A literatura especializada em administração pública e gestão de projetos tem demonstrado que organizações complexas — como os tribunais — demandam estruturas permanentes de coordenação estratégica. Nesse contexto, o chamado escritório de projetos (Project Management Office – PMO) emerge como instrumento essencial para integrar planejamento, execução e controle. Conforme sistematizado por Harold Kerzner, a maturidade organizacional em projetos depende da institucionalização de métodos, métricas e governança capazes de alinhar iniciativas aos objetivos estratégicos. No setor público, essa diretriz é reforçada por autores como James D. Thompson, ao destacar que organizações intensivas em conhecimento exigem mecanismos formais de coordenação para lidar com a complexidade e a interdependência de suas atividades.
No plano jurídico, a execução orçamentária eficiente encontra fundamento no próprio regime constitucional. A Constituição de 1988 não apenas estrutura o sistema financeiro e orçamentário, mas também estabelece direitos fundamentais cuja realização depende diretamente da adequada alocação e utilização dos recursos públicos. O acesso à justiça, previsto no art. 5º, XXXV, não se esgota na abertura formal das portas do Judiciário; exige capacidade institucional de resposta, o que implica investimento em tecnologia, pessoal, infraestrutura e inovação.

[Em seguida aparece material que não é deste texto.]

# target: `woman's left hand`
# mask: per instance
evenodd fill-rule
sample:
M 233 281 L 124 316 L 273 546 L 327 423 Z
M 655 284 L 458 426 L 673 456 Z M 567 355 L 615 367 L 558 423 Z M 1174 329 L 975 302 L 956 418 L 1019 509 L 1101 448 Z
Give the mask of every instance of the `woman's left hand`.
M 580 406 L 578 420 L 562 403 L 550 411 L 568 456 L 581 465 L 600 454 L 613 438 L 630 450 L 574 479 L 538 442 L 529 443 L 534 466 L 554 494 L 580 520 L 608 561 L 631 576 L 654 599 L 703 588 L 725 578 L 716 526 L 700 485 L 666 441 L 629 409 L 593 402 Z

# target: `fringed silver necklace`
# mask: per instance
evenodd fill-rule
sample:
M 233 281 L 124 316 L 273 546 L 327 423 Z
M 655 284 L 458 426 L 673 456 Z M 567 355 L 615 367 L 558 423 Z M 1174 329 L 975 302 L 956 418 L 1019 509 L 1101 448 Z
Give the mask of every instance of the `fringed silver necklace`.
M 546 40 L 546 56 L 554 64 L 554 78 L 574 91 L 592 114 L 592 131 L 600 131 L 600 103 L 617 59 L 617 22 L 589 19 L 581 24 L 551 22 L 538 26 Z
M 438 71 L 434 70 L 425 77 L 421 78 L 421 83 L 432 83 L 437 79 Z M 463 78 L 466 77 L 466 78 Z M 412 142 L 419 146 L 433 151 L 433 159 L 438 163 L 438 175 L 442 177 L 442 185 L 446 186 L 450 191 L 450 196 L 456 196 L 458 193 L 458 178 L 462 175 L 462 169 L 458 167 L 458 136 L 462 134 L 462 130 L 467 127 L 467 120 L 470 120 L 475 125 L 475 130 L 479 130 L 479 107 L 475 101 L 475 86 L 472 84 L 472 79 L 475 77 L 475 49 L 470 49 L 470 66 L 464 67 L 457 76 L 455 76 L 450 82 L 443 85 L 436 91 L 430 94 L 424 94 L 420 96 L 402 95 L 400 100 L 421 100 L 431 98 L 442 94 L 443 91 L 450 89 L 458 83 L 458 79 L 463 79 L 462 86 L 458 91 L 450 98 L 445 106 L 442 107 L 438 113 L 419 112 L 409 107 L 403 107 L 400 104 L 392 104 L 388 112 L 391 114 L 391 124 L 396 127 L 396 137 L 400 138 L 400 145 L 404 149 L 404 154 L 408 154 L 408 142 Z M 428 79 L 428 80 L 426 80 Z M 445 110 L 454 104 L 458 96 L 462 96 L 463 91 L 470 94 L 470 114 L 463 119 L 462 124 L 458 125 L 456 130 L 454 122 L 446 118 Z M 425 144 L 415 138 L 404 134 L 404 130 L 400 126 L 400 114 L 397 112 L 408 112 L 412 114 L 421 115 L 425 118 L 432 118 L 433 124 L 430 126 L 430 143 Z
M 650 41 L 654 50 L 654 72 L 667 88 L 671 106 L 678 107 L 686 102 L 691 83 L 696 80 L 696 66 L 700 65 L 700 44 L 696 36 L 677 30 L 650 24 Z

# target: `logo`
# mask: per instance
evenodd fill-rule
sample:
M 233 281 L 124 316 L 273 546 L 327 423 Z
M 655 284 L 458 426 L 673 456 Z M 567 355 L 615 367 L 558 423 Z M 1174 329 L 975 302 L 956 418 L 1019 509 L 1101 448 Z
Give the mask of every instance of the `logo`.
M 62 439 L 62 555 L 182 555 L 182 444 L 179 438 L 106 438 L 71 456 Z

Sob essa perspectiva, a execução orçamentária revela-se fenômeno necessariamente interdisciplinar. Envolve o direito administrativo, na disciplina dos atos de gestão e governança; o direito financeiro e orçamentário, na observância das regras de planejamento, execução e controle; e, sobretudo, o direito constitucional, na medida em que condiciona a efetividade de direitos fundamentais. A fragmentação dessas dimensões compromete a racionalidade do sistema. É precisamente essa lacuna que o escritório de projetos busca superar.

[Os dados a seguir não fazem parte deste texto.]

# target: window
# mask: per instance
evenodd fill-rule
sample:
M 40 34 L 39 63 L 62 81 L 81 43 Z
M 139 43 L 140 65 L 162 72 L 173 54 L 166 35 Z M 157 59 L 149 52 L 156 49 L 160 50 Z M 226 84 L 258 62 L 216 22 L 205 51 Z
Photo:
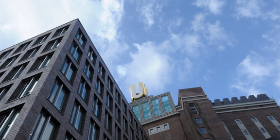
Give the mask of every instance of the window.
M 236 121 L 236 123 L 238 124 L 241 124 L 241 122 L 240 122 L 240 121 L 239 120 L 235 120 L 235 121 Z
M 109 76 L 108 76 L 107 80 L 107 80 L 107 87 L 108 87 L 109 90 L 110 90 L 111 92 L 113 92 L 113 87 L 114 87 L 113 82 L 112 82 L 112 80 L 111 80 L 111 79 L 110 78 L 110 77 L 109 77 Z
M 135 106 L 132 106 L 132 110 L 137 119 L 139 122 L 141 122 L 141 117 L 140 117 L 140 110 L 139 109 L 139 105 L 136 105 Z
M 53 35 L 53 36 L 52 36 L 52 37 L 54 37 L 56 36 L 58 36 L 64 33 L 66 33 L 66 32 L 67 32 L 67 30 L 68 30 L 68 28 L 69 28 L 69 25 L 57 30 L 56 32 L 55 32 L 55 33 L 54 33 L 54 35 Z
M 71 61 L 69 60 L 69 59 L 65 58 L 63 65 L 62 65 L 62 67 L 60 69 L 61 72 L 66 77 L 66 78 L 71 83 L 73 79 L 74 73 L 76 71 L 76 69 L 73 66 L 73 65 Z
M 16 90 L 17 91 L 17 92 L 13 97 L 11 97 L 9 101 L 14 100 L 31 94 L 36 87 L 39 78 L 39 76 L 33 77 L 32 78 L 23 80 L 20 84 L 18 90 Z
M 104 86 L 102 82 L 100 81 L 99 78 L 97 77 L 97 80 L 96 80 L 96 85 L 95 85 L 95 89 L 97 90 L 97 92 L 101 96 L 102 96 L 102 93 L 103 93 L 103 88 Z
M 100 63 L 99 63 L 99 67 L 98 67 L 98 73 L 99 73 L 102 79 L 104 79 L 104 77 L 105 77 L 105 69 L 104 69 L 102 64 Z
M 2 65 L 2 66 L 1 66 L 1 69 L 4 69 L 4 68 L 6 68 L 7 67 L 8 67 L 9 66 L 11 66 L 11 65 L 12 65 L 12 64 L 13 64 L 14 62 L 15 62 L 15 61 L 16 61 L 17 58 L 18 58 L 18 55 L 17 55 L 17 56 L 13 57 L 11 58 L 8 59 L 7 60 L 6 60 L 6 61 L 5 61 L 5 62 L 4 62 L 3 65 Z
M 260 130 L 261 130 L 261 131 L 262 131 L 262 133 L 266 133 L 266 132 L 265 132 L 265 130 L 264 130 L 263 128 L 261 128 L 260 129 Z
M 122 100 L 122 111 L 126 115 L 126 104 L 125 104 L 124 100 Z
M 6 80 L 4 80 L 4 81 L 6 81 L 18 77 L 23 70 L 24 70 L 24 69 L 25 69 L 25 67 L 26 67 L 27 65 L 27 64 L 25 64 L 21 66 L 15 68 L 13 70 L 11 70 L 11 72 L 10 72 L 9 74 L 8 74 L 8 75 L 9 76 L 8 76 L 9 77 L 8 77 L 7 79 Z
M 36 41 L 35 41 L 35 43 L 34 43 L 34 44 L 33 44 L 33 46 L 45 42 L 45 41 L 46 41 L 46 39 L 47 39 L 47 38 L 49 37 L 49 35 L 50 35 L 50 34 L 38 38 L 38 39 L 37 39 Z
M 27 46 L 30 44 L 30 43 L 31 43 L 31 41 L 29 41 L 29 42 L 21 45 L 19 46 L 19 47 L 18 47 L 18 49 L 17 49 L 17 50 L 16 50 L 14 53 L 16 53 L 18 52 L 19 52 L 25 50 L 25 49 L 27 48 Z
M 88 140 L 98 140 L 98 132 L 99 131 L 99 127 L 93 122 L 90 121 L 89 124 L 89 129 L 88 130 Z
M 269 119 L 270 119 L 270 120 L 271 120 L 271 121 L 274 120 L 274 119 L 273 119 L 272 116 L 268 116 L 268 118 L 269 118 Z
M 88 78 L 90 81 L 92 80 L 93 72 L 93 68 L 92 68 L 92 67 L 90 66 L 88 62 L 86 61 L 85 64 L 85 67 L 84 68 L 84 72 L 87 75 L 87 77 Z
M 165 112 L 165 113 L 172 111 L 172 108 L 171 108 L 171 105 L 170 105 L 170 102 L 169 102 L 168 95 L 166 95 L 163 96 L 161 96 L 161 97 L 162 104 L 163 104 L 163 107 L 164 108 L 164 111 Z
M 38 60 L 36 61 L 36 63 L 34 66 L 33 70 L 37 70 L 47 66 L 49 64 L 49 62 L 50 62 L 52 56 L 52 53 L 39 58 Z
M 121 94 L 120 94 L 120 93 L 119 93 L 119 91 L 118 91 L 118 90 L 117 90 L 117 89 L 116 89 L 116 101 L 117 101 L 117 102 L 119 103 L 119 105 L 120 105 Z
M 150 106 L 148 102 L 142 103 L 142 109 L 143 110 L 144 120 L 151 118 L 151 112 L 150 111 Z
M 72 115 L 70 119 L 70 123 L 80 132 L 82 131 L 82 122 L 85 114 L 83 110 L 81 105 L 75 102 L 74 104 Z
M 104 122 L 104 126 L 105 128 L 111 133 L 111 129 L 112 127 L 112 117 L 109 114 L 107 110 L 105 111 L 105 121 Z
M 52 90 L 48 95 L 48 99 L 61 112 L 68 90 L 62 82 L 55 80 Z
M 244 135 L 249 135 L 249 134 L 248 133 L 248 132 L 247 132 L 247 131 L 246 131 L 246 130 L 243 131 L 243 133 L 244 133 Z
M 133 133 L 133 131 L 132 130 L 132 128 L 130 127 L 130 140 L 134 140 L 134 133 Z
M 121 129 L 117 124 L 115 123 L 115 140 L 121 140 Z
M 20 109 L 14 109 L 8 112 L 0 113 L 0 140 L 5 139 L 20 111 Z
M 127 121 L 125 120 L 124 116 L 122 116 L 122 127 L 123 128 L 123 130 L 124 130 L 125 132 L 127 132 Z
M 49 51 L 58 47 L 61 41 L 61 38 L 58 38 L 49 42 L 46 48 L 45 48 L 45 49 L 44 49 L 43 52 Z
M 196 108 L 195 108 L 195 106 L 194 106 L 194 104 L 189 104 L 189 106 L 190 106 L 190 108 L 191 108 L 191 111 L 193 114 L 198 114 L 197 111 L 196 110 Z
M 85 80 L 82 79 L 80 82 L 80 85 L 79 86 L 79 89 L 78 90 L 78 93 L 80 94 L 81 97 L 84 99 L 86 102 L 87 102 L 88 94 L 89 93 L 89 86 Z
M 11 87 L 12 87 L 12 85 L 9 85 L 0 89 L 0 101 L 2 100 L 4 96 L 5 96 L 5 95 L 6 95 L 6 93 L 8 92 Z
M 6 58 L 6 57 L 7 57 L 7 56 L 8 56 L 8 55 L 9 55 L 9 54 L 10 54 L 10 52 L 12 52 L 12 51 L 13 51 L 14 49 L 10 50 L 8 51 L 6 51 L 3 53 L 2 53 L 2 54 L 1 54 L 1 55 L 0 55 L 0 59 L 4 59 L 5 58 Z
M 199 130 L 200 130 L 200 132 L 201 133 L 201 134 L 207 134 L 207 131 L 206 131 L 206 129 L 205 129 L 205 128 L 203 127 L 203 128 L 199 128 Z
M 52 117 L 41 112 L 28 140 L 52 140 L 57 123 Z
M 106 95 L 106 105 L 110 110 L 112 110 L 112 97 L 109 92 L 107 92 Z
M 84 47 L 87 42 L 87 39 L 86 39 L 84 34 L 83 34 L 83 33 L 82 33 L 82 31 L 80 29 L 79 29 L 77 35 L 76 35 L 76 37 L 77 37 L 77 39 L 78 39 L 79 42 L 80 42 L 82 46 Z
M 117 119 L 117 120 L 118 120 L 118 121 L 119 121 L 119 122 L 121 122 L 121 110 L 120 110 L 120 109 L 119 109 L 119 107 L 118 107 L 118 106 L 117 105 L 115 105 L 115 117 L 116 117 L 116 119 Z
M 202 121 L 201 121 L 201 119 L 200 118 L 195 118 L 195 122 L 196 122 L 196 123 L 197 123 L 197 124 L 202 123 Z
M 24 55 L 22 56 L 22 58 L 21 58 L 20 60 L 21 61 L 24 60 L 25 59 L 27 59 L 28 58 L 30 58 L 34 56 L 34 55 L 35 55 L 35 54 L 36 54 L 36 52 L 37 52 L 39 50 L 39 48 L 40 48 L 40 46 L 27 51 L 27 52 L 26 52 L 26 53 L 24 54 Z
M 95 60 L 96 60 L 96 54 L 93 52 L 93 50 L 91 49 L 91 47 L 89 47 L 89 50 L 88 53 L 88 56 L 89 57 L 90 61 L 93 63 L 93 65 L 95 65 Z
M 71 52 L 71 54 L 72 54 L 75 60 L 76 60 L 77 62 L 79 62 L 81 56 L 82 56 L 82 51 L 80 50 L 79 47 L 78 47 L 78 45 L 74 41 L 72 43 L 71 48 L 70 48 L 69 51 L 70 51 L 70 52 Z
M 101 102 L 98 100 L 96 96 L 94 96 L 93 105 L 92 105 L 92 112 L 93 112 L 93 114 L 99 119 L 100 119 L 100 113 L 101 112 L 102 107 Z
M 153 110 L 154 110 L 155 116 L 161 115 L 161 109 L 158 102 L 158 99 L 156 98 L 152 100 L 152 105 L 153 105 Z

Ao estruturar um PMO no âmbito do Tribunal de Justiça, promove-se a tradução do orçamento em projetos concretos, com definição clara de escopo, cronograma, indicadores de desempenho e mecanismos de monitoramento. A lógica deixa de ser meramente autorizativa — centrada na previsão orçamentária — e passa a ser orientada a resultados, com foco na entrega efetiva de valor público. Nesse ponto, a contribuição de Mark H. Moore é particularmente relevante ao afirmar que a legitimidade da ação estatal decorre da sua capacidade de produzir resultados socialmente reconhecidos como valiosos.

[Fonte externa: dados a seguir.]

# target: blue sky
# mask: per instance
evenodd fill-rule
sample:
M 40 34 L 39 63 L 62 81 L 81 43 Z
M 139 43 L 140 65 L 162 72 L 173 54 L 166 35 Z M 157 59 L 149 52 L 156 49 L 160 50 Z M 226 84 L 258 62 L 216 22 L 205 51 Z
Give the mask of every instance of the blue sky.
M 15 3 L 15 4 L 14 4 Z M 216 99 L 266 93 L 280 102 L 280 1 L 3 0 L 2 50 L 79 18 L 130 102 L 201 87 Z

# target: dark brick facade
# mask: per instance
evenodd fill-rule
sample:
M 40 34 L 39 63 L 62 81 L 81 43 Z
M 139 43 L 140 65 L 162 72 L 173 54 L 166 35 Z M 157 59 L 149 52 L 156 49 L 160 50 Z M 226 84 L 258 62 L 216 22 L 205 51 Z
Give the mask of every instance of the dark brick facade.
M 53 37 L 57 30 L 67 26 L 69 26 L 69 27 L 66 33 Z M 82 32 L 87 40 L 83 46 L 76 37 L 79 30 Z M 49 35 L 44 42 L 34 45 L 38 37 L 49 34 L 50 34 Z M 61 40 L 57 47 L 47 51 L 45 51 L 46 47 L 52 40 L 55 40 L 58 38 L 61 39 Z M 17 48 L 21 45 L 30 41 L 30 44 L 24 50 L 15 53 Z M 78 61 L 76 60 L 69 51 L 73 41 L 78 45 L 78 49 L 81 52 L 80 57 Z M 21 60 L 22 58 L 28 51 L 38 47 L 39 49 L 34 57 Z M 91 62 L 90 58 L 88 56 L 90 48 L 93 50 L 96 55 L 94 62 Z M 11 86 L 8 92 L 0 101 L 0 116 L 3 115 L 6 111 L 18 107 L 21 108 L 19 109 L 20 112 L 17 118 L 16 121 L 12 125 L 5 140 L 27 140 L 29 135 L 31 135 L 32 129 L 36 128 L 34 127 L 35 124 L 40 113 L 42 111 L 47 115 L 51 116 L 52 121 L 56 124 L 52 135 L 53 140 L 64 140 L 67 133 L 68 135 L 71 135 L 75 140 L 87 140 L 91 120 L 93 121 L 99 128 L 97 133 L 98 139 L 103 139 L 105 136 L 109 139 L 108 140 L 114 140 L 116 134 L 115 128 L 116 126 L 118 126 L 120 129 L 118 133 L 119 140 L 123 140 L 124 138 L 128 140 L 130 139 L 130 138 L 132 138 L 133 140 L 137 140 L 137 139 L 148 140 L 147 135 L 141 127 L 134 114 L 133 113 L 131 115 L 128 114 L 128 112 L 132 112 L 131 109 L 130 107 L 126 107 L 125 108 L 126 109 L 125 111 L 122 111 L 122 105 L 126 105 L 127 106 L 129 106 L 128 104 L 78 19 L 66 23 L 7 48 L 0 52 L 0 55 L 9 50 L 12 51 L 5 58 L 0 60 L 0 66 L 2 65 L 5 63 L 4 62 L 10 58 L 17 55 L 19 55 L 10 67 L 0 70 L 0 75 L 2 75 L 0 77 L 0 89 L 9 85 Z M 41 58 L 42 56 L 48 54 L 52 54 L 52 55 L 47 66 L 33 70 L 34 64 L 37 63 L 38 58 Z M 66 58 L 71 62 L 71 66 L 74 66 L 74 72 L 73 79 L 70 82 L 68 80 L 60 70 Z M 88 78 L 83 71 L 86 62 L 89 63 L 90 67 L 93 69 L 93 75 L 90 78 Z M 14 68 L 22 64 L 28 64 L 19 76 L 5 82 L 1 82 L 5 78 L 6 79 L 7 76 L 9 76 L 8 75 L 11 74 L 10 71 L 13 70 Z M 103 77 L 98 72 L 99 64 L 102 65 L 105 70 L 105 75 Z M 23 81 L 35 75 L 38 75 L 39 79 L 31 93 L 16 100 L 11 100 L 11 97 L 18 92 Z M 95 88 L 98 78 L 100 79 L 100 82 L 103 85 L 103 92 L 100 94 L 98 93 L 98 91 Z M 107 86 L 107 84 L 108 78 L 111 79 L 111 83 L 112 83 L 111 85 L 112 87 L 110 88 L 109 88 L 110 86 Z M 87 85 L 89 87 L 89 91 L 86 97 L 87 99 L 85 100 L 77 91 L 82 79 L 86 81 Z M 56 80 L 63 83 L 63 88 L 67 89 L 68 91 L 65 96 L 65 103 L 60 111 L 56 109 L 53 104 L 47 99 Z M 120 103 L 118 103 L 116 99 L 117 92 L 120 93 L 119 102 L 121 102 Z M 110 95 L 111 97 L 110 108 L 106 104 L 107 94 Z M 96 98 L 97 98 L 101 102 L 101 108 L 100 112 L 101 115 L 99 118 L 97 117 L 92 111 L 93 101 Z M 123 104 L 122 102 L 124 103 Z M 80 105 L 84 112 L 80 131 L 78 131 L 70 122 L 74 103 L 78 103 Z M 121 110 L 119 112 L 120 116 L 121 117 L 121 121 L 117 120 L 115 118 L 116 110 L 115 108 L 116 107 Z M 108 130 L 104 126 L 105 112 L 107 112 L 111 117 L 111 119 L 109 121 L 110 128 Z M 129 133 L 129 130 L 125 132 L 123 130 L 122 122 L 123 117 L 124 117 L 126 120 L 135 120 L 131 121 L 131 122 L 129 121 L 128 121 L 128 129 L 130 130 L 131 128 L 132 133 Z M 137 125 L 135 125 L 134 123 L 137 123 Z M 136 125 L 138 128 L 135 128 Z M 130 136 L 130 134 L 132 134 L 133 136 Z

A ausência de mecanismos estruturados de gestão de projetos, por outro lado, conduz a um cenário recorrente na administração pública brasileira: dotações orçamentárias subutilizadas, iniciativas fragmentadas e baixa capacidade de execução. Esse quadro não apenas compromete a eficiência, mas também revela uma forma indireta de negação de direitos. Recursos não executados representam oportunidades perdidas de aprimorar a prestação jurisdicional, reduzir o tempo de tramitação dos processos e ampliar o acesso à justiça.
No contexto do Tribunal de Justiça do Estado do Espírito Santo, a adoção de práticas estruturadas de gestão de projetos insere-se em uma agenda mais ampla de modernização institucional. A integração entre planejamento estratégico, execução orçamentária e avaliação de resultados permite maior previsibilidade, transparência e racionalidade na aplicação dos recursos. Mais do que isso, possibilita que cada iniciativa esteja diretamente vinculada ao objetivo maior de prestar uma jurisdição mais célere, acessível e efetiva.
A execução plena do orçamento, portanto, não deve ser compreendida como um fim em si mesmo, mas como meio para a concretização de direitos. O escritório de projetos, ao conferir unidade e coerência a esse processo, torna-se elemento indispensável de uma administração judiciária comprometida com resultados. Em última análise, planejar, executar e mensurar deixam de ser etapas burocráticas e passam a constituir instrumentos de realização da justiça.